Seminar in Biochemistry, Biophysics & Biodesign: Richard W. Kriwacki
- Phase separation in biology and disease.
- Richard W. Kriwacki, Associate Member, Department of Structural Biology, St. Jude Graduate School of Biomedical Science, St. Jude Children’s Research Hospital, Memphis, TN.
- Abstract: Phase separation mediates formation of various membraneless organelles, as well as assembly of other cellular structures that control diverse biological processes, including membrane receptor signaling, endocytosis, stress sensing, and both activation and silencing of gene transcription. Phase separation organizes chemically diverse biopolymers, including proteins, nucleic acids, and lipids, to perform complex biochemical and mechanical processes.
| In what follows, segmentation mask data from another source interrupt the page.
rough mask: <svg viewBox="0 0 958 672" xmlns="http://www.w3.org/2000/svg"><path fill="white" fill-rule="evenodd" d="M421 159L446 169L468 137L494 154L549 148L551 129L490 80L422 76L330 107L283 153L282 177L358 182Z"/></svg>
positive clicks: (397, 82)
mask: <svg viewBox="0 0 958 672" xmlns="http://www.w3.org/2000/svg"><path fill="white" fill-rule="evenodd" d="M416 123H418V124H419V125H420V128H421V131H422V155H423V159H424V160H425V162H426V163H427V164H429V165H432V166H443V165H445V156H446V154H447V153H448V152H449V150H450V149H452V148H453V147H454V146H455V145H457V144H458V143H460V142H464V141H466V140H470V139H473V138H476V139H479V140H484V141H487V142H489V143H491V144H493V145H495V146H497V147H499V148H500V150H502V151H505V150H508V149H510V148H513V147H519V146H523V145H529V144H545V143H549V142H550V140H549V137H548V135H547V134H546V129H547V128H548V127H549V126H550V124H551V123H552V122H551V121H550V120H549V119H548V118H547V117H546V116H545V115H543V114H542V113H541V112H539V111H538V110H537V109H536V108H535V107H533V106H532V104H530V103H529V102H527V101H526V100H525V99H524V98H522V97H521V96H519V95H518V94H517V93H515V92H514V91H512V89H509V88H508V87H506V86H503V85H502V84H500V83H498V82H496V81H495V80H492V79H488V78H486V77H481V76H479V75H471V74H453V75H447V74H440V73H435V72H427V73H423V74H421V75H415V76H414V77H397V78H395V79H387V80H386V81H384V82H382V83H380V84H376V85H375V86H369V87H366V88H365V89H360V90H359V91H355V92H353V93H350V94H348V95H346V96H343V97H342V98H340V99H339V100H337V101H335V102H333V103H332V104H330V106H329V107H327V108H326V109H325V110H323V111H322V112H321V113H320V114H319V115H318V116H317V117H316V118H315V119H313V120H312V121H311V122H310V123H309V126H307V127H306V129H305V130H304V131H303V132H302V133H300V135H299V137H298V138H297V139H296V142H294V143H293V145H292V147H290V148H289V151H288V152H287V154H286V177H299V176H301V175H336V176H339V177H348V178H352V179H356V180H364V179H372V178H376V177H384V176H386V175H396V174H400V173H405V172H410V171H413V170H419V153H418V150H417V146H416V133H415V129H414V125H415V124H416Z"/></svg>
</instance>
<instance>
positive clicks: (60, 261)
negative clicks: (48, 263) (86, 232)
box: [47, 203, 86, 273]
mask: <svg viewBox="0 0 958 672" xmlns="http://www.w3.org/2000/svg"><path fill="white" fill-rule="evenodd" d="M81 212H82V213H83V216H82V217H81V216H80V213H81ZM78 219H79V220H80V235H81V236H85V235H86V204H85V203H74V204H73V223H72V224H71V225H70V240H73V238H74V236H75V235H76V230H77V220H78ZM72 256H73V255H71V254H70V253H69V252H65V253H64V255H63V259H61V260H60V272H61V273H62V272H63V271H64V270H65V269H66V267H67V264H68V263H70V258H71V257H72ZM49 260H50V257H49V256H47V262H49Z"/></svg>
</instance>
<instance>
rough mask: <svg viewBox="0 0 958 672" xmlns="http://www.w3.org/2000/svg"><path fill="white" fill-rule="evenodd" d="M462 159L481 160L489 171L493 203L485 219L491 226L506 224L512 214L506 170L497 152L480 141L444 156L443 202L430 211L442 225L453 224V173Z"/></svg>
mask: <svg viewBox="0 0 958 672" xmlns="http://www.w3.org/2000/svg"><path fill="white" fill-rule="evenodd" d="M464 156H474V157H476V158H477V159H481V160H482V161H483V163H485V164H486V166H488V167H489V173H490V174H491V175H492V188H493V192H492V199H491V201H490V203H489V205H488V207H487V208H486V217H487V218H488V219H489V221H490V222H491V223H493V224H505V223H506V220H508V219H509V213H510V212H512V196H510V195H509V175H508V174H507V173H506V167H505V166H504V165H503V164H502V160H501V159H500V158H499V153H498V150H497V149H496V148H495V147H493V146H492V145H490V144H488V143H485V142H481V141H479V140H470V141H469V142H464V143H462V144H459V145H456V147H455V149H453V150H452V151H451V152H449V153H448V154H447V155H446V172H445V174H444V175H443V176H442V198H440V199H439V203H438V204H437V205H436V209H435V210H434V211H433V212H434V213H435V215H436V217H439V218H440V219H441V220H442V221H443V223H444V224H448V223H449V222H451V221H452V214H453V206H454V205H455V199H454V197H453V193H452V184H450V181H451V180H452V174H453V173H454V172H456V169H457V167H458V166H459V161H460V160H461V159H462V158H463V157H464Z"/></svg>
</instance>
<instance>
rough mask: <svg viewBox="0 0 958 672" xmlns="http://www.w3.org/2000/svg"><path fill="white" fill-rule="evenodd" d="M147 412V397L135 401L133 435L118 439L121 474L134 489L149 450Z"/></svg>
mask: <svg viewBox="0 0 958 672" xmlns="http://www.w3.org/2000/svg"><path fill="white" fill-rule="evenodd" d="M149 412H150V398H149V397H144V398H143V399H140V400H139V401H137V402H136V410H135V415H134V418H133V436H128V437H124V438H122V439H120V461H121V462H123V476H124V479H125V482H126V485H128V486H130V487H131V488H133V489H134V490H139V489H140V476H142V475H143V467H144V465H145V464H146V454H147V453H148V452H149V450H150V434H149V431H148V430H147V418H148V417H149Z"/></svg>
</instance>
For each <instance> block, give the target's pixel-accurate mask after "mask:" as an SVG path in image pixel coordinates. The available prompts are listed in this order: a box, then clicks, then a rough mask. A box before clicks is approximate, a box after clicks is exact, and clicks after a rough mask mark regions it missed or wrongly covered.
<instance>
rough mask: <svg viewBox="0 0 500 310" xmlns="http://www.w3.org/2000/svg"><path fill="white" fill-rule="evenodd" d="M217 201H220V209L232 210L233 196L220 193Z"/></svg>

Consequently, alteration of the process of phase separation, yielding aberrant molecular organization and condensed phases with atypical material properties, is associated with a range of human diseases such as neurodegeneration and cancer. For example, the properties of the nucleolus, the largest membraneless organelle in human cells and a center for ribosome biogenesis and stress signaling, are altered through different mechanisms in AL S and certain cancers. Further, regulation of gene expression, hypothesized to be controlled through condensation of genes, transcription factors and RNA polymerase II, may be altered by phase separation-prone oncoproteins in certain leukemias. We will discuss our efforts to understand how phase separation contributes to biological processes in normal cells and how these processes are altered in disease, including neurodegeneration and cancer.